The Talent
October 28, 2008 5:16 PM
Ex-Adams and Reese Partner Has $2 Million Bond Revoked
Posted by Brian Baxter
UPDATE: James Perdigao pled guilty on October 31 to charges that he stole $30 million from his former firm and one of its clients, a casino operator. Perdigao is scheduled for sentencing on February 11.
A U.S. magistrate judge in New Orleans has ordered that James "Jamie" Perdigao, a 46-year-old former Adams and Reese partner charged with bilking nearly $30 million from the firm's client trust account, remain in jail after FBI agents arrested him again on October 15 for breaking into Adams and Reese's computer network to download documents.
Perdigao's parents put up their homes to secure their son's $2 million bond. But Perdigao's most recent arrest coupled with additional evidence that he had lied to law enforcement officials about his primary place of residence, led magistrate judge Louis Moore, Jr., to revoke Perdigao's bond.

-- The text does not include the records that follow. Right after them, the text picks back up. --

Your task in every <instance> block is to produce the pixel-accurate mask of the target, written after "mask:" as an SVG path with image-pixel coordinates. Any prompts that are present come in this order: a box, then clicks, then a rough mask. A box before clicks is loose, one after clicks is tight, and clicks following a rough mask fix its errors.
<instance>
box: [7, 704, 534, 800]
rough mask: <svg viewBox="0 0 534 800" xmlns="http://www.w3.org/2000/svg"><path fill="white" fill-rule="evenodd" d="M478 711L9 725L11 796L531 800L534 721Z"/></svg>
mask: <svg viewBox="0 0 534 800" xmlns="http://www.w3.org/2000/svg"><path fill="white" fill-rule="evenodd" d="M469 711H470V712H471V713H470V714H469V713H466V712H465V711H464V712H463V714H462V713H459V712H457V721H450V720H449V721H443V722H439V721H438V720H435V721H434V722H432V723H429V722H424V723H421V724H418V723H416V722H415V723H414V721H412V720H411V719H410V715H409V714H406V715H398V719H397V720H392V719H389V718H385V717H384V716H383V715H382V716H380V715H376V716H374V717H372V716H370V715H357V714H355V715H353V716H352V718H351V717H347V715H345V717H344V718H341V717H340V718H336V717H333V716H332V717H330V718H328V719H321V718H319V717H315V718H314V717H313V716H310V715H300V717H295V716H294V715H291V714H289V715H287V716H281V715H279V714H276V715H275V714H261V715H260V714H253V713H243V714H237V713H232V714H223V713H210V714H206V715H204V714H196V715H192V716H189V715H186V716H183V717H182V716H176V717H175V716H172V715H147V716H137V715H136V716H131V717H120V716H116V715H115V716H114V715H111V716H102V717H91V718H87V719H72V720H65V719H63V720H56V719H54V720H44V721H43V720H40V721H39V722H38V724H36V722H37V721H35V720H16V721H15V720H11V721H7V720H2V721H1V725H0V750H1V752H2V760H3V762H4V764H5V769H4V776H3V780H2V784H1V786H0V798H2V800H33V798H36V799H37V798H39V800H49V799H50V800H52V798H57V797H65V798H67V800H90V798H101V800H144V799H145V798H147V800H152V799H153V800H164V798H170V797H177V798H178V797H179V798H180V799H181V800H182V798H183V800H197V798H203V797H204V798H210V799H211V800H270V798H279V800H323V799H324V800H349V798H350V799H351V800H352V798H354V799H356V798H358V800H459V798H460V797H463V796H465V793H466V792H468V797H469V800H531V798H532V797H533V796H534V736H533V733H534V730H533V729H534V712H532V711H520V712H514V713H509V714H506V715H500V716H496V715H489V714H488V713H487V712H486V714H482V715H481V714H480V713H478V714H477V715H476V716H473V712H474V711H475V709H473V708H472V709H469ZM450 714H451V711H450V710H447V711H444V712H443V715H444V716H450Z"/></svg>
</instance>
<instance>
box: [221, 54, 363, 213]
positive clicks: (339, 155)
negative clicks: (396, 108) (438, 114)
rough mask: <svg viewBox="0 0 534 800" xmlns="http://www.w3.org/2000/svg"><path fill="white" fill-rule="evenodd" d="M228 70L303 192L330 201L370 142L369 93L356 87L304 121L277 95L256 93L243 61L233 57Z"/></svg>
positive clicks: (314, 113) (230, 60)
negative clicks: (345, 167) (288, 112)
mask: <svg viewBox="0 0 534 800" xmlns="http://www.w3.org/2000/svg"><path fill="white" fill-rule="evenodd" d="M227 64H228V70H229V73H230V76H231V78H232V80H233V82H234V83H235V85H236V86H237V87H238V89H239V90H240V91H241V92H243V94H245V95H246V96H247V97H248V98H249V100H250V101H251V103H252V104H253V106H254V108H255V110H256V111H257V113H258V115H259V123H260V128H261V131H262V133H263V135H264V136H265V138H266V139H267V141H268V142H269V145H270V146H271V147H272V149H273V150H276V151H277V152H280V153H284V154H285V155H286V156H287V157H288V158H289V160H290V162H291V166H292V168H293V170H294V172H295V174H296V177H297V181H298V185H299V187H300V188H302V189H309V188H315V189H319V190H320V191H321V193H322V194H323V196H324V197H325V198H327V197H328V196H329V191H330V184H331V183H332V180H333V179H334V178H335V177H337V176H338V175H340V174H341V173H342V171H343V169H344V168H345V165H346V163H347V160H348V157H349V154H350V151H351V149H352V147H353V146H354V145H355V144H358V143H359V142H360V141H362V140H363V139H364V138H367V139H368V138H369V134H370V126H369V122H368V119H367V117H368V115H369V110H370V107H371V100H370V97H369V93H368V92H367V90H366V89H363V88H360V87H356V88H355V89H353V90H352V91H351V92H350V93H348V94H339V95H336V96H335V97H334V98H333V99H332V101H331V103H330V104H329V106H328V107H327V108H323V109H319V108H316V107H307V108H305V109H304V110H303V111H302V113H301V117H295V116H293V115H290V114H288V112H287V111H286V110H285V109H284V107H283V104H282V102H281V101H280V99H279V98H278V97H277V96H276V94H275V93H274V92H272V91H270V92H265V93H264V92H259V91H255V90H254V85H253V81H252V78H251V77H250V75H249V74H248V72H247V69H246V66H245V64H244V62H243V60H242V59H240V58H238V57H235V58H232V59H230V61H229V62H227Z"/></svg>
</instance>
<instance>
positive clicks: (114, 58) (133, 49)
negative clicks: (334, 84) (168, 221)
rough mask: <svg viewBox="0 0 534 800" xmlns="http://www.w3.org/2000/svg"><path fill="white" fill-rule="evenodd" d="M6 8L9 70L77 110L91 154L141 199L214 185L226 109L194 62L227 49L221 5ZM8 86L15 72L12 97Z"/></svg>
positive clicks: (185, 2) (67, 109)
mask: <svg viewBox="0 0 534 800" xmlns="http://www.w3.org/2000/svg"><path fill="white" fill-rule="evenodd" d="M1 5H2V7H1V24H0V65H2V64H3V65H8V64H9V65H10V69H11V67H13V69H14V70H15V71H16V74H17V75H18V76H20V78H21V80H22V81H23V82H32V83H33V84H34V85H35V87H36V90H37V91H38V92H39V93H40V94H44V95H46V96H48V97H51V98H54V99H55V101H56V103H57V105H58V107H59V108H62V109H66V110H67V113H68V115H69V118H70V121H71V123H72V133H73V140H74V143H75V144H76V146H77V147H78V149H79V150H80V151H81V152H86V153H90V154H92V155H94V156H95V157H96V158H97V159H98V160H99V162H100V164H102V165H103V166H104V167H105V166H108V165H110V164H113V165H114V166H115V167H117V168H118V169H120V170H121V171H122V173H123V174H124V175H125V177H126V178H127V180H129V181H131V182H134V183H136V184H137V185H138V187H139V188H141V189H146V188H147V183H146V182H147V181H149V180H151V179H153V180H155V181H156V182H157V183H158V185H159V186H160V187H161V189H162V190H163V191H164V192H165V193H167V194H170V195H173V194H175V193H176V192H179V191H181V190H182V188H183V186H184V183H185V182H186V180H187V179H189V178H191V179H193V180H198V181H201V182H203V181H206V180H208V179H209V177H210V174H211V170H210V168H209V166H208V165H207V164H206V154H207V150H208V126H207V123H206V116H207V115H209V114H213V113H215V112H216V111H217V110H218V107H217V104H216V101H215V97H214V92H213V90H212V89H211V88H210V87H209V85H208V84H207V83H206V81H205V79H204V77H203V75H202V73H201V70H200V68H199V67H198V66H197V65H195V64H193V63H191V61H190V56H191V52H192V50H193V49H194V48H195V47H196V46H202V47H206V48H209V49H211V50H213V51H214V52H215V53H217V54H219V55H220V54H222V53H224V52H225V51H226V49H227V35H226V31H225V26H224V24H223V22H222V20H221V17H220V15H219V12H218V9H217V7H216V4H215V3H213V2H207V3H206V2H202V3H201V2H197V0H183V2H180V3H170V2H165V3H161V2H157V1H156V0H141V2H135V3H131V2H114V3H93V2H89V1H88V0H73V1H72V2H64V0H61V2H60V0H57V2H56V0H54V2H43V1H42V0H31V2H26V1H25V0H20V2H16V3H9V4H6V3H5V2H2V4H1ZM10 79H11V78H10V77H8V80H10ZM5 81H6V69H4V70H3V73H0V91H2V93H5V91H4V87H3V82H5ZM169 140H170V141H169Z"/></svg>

Perdigao's most recent arrest means that he will face additional computer hacking charges after several Adams and Reese-owned computers were also discovered to be in his possession. The New Orleans lawyer was initially arrested in September 2004 on mail fraud charges and agreed to cooperate with federal prosecutors.

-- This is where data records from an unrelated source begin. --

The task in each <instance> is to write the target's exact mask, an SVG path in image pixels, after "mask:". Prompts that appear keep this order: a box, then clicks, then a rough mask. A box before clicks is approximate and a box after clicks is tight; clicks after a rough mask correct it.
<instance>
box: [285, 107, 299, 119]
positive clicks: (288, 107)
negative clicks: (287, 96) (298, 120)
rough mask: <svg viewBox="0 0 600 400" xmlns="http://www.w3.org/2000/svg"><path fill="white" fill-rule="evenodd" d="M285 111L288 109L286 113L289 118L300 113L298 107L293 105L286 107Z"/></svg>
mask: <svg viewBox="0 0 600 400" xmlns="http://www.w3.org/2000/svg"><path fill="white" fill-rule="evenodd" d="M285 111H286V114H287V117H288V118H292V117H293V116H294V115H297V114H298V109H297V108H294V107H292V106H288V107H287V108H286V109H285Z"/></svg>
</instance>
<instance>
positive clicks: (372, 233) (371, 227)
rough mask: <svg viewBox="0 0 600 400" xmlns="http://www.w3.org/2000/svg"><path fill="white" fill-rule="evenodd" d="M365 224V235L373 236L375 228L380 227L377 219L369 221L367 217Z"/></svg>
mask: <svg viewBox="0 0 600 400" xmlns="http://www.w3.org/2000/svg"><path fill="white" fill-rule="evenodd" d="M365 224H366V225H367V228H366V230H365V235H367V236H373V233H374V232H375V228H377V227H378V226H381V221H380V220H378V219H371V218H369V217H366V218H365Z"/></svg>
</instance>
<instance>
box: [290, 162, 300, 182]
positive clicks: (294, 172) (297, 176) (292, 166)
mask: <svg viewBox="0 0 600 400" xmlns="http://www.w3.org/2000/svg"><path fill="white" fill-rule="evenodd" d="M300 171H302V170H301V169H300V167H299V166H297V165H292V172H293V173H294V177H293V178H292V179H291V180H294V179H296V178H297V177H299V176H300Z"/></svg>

But the case took a turn for the bizarre when Perdigao claimed that prosecutors were conspiring against him because he possessed politically-sensitive information. After a federal grand jury indicted Perdigao in March 2007 on charges of bank and mail fraud, money laundering, and tax evasion--prosecutors claim that Perdigao moved purloined assets to a Swiss bank account--Perdigao demanded that the court disqualify federal prosecutors in New Orleans from prosecuting his case.
In a sensational RICO complaint filed on May 27 against Adams and Reese and seven partners, Perdigao accused his former firm of being a criminal enterprise. Perdigao's 73-page filing seeks to paint the firm as a hotbed of Cajun corruption, claiming that Adams and Reese hired former public officials to sidestep ethical boundaries and land new clients. According to the civil complaint, which at times reads like a John Grisham novel, Perdigao claims several partners went to prosecutors with concocted criminal charges against him after he refused to participate in such schemes. As to be expected, the firm itself is quick to note that Perdigao isn't exactly a credible source of information.

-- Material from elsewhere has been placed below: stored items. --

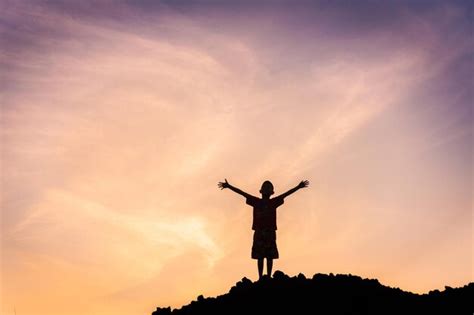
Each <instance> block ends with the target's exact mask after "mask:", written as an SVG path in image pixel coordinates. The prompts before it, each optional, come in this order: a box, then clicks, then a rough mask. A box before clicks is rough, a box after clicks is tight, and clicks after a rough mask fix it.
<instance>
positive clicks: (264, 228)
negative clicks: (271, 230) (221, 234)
mask: <svg viewBox="0 0 474 315" xmlns="http://www.w3.org/2000/svg"><path fill="white" fill-rule="evenodd" d="M246 203H247V204H248V205H250V206H252V207H253V224H252V229H253V230H276V229H277V225H276V209H277V208H278V207H279V206H281V205H282V204H283V203H284V199H283V198H281V197H276V198H272V199H261V198H257V197H253V196H251V197H248V198H247V199H246Z"/></svg>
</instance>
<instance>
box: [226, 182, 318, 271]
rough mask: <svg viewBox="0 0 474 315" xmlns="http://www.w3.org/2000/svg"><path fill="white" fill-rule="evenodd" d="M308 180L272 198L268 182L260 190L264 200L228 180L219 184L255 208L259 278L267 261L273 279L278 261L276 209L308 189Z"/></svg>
mask: <svg viewBox="0 0 474 315" xmlns="http://www.w3.org/2000/svg"><path fill="white" fill-rule="evenodd" d="M308 185H309V182H308V181H307V180H304V181H301V182H300V183H299V184H298V185H297V186H296V187H294V188H292V189H290V190H288V191H287V192H286V193H284V194H281V195H279V196H277V197H274V198H271V199H270V196H271V195H273V193H274V192H273V184H272V183H271V182H270V181H269V180H266V181H264V182H263V184H262V187H261V188H260V193H261V194H262V198H258V197H255V196H252V195H250V194H248V193H246V192H244V191H242V190H240V189H239V188H237V187H234V186H232V185H231V184H229V182H228V181H227V179H225V181H224V182H219V183H218V184H217V186H218V187H219V188H220V189H221V190H222V189H224V188H229V189H230V190H232V191H234V192H236V193H238V194H239V195H242V196H244V197H245V198H246V203H247V204H248V205H250V206H252V207H253V224H252V229H253V230H254V231H255V232H254V234H253V245H252V258H253V259H257V267H258V278H259V279H261V278H262V276H263V260H264V259H265V258H266V259H267V275H268V276H269V277H271V275H272V268H273V259H278V257H279V255H278V248H277V246H276V230H277V225H276V209H277V208H278V207H279V206H281V205H282V204H283V203H284V200H285V198H286V197H288V196H289V195H291V194H292V193H294V192H295V191H297V190H298V189H301V188H305V187H308Z"/></svg>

"Adams and Reese looks forward to Perdigao's upcoming criminal trials and we will continue to cooperate with the U.S. Attorney and the FBI to ensure that justice is done," said managing partner Charles Adams, Jr., in a statement to The Am Law Daily.
But the firm is taking the matter seriously, having retained Williams & Connolly litigation partners Michael Sundermeyer and Joseph Terry, Jr., and Stephen Kupperman and Bailey Smith from New Orleans's Barrasso Usdin Kupperman Freeman & Sarver as counsel in the civil case. (New Orleans solo practitioners Robert Matthews and Pauline Warriner are representing Perdigao in the civil case; solo practitioners William Wessel, Charles Griffin II, and Miami's Joseph Beeler are heading up Perdigao's criminal defense team.)
As for Perdigao, he's now headed back to jail for violating the terms of his bond. In December he'll go to trial on the fraud, money laundering, and tax evasion charges before U.S. district court judge Eldon Fallon. If convicted, he'll have plenty of time to think of new legal conspiracies.